Jonathan worked as a programmer in tech startups for several decades, but is also passionate about all kinds of creative pursuits and academic discussion. Jonathan has master’s degrees in philosophy and linguistics, from Stanford and Oxford respectively, and is working on another in theology. An American-Canadian, he lives in Vancouver, BC and has way too many hobbies.

2 replies on “Blogging Borgmann: TCCL Chapter 11, “Devices, Means, and Machines””

Heavy focus in this chapter on the means-ends (as you point out). That said, this is an important point to raise and makes me reflect directly on a few things.

One is from a research perspective. Right now there is a tremendous rise in the amount of trace data that is produced via online activity. From a research perspective, I see the ease that can come from potentially ‘armchair researching.’ What I mean by this is that we have social network analytic tools that allow us to capture this vast trace data. However, I’m not always sure that we know the ends that we are hoping to achieve from this data and the technological means. Is it to find actor centrality? The movement of information from one person to another? I do think there are ends emerging in this area but more work needs to be aimed at knowing our ends, almost irrespective of the means.

I’m afraid that I sometimes see this in open source as well. Communities that are formed around a particular technology without a clear understanding of what the ends are. There is an expectation that ends will emerge but this isn’t always the case. I think these two cases are what Borgmann calls the reverse adaptation.

He makes a great connection between our technological instrumentality and constitutive rationality. In essence, make sure that you attend to the delicate relationship between the two.

I do have to make one final note that this chapter and your comments made me think about the metrics work that I’m doing. Making sure that we continue to raise the ‘value question.’ That we are just producing metrics for metrics sake, such that the means (individual metrics) over-determine our ends (whatever those might be).

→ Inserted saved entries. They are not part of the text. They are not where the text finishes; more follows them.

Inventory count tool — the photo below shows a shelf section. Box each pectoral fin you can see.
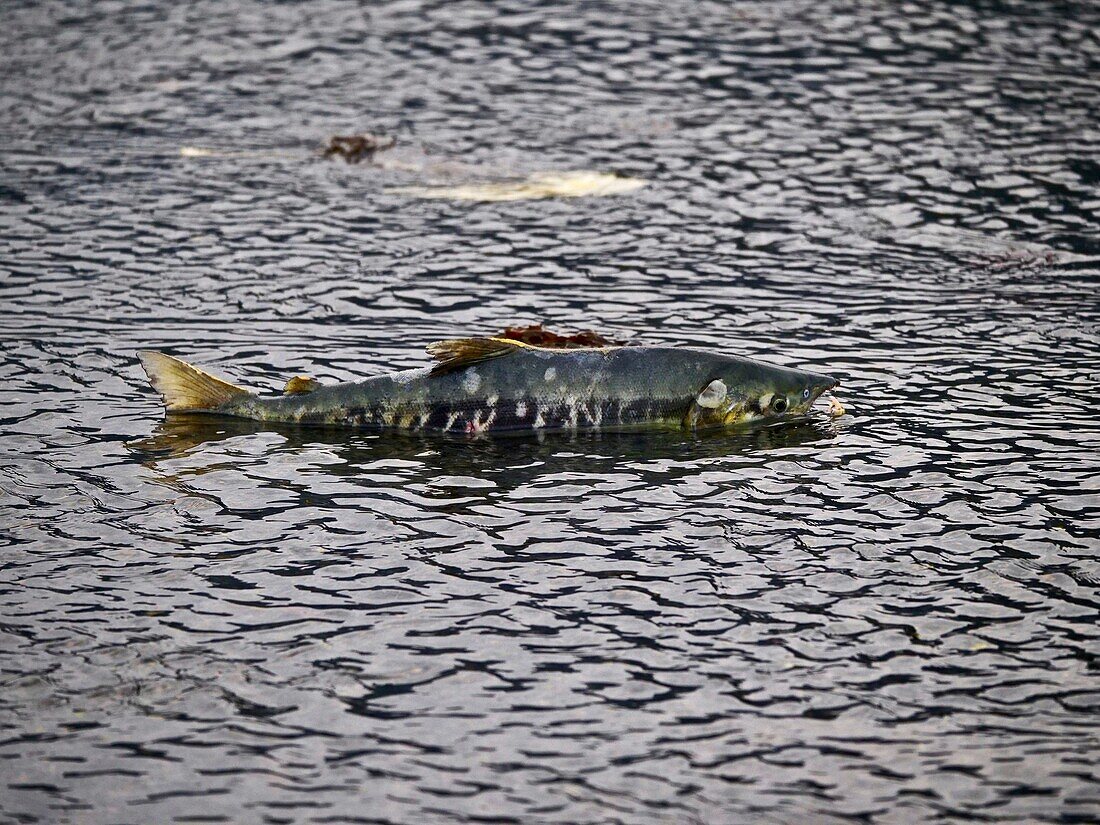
[428,338,528,375]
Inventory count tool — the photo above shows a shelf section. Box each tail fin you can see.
[138,350,252,411]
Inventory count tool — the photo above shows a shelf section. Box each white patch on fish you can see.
[389,369,429,386]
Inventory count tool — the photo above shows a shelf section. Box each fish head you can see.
[695,363,839,427]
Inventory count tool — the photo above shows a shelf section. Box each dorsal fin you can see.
[283,375,321,395]
[428,338,535,375]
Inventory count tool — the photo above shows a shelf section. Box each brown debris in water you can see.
[497,323,622,350]
[321,132,397,163]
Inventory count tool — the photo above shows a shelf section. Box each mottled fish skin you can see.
[211,347,837,433]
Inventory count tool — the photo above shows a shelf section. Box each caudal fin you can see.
[138,350,252,411]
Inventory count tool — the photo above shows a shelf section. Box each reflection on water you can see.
[0,0,1100,825]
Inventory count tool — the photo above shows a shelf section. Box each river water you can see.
[0,0,1100,825]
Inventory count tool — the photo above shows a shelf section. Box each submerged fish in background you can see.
[139,338,837,433]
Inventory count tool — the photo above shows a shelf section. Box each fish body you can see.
[142,339,837,433]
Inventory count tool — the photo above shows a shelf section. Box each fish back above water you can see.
[141,338,837,433]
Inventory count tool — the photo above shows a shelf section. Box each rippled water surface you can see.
[0,0,1100,825]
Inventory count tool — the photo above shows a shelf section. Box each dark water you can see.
[0,0,1100,825]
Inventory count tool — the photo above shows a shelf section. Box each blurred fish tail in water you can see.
[141,338,837,433]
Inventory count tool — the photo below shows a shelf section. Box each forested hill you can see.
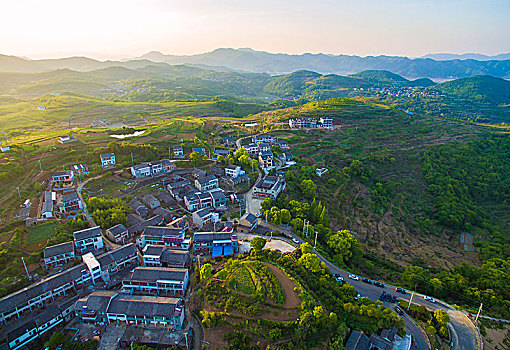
[433,75,510,105]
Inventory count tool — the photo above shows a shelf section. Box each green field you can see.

Yes, the point about the ‘value question’ is very important. IIRC, Borgmann views ‘raising the value question’ as a losing battle in the midst of the means/end paradigm of technology. The reason is that the paradigm of technology already presupposes more fundamental ‘values’ (increasing ‘availability’, for example).

But these deeper concerns are perhaps more grandiose than necessary to consider for the metrics project. I agree with you that in light of that project, it’s good simply to ensure that there is a reason the metrics are being collected. What is that reason? To determine the health of an OSS project. But do the metrics collected have the potential to determine what it is we mean by ‘health’ to begin with? This is one of the dangers of data collection in general. We end up simply reading reality off the data model rather than using our pre-data notions of reality together with the data to gain insight.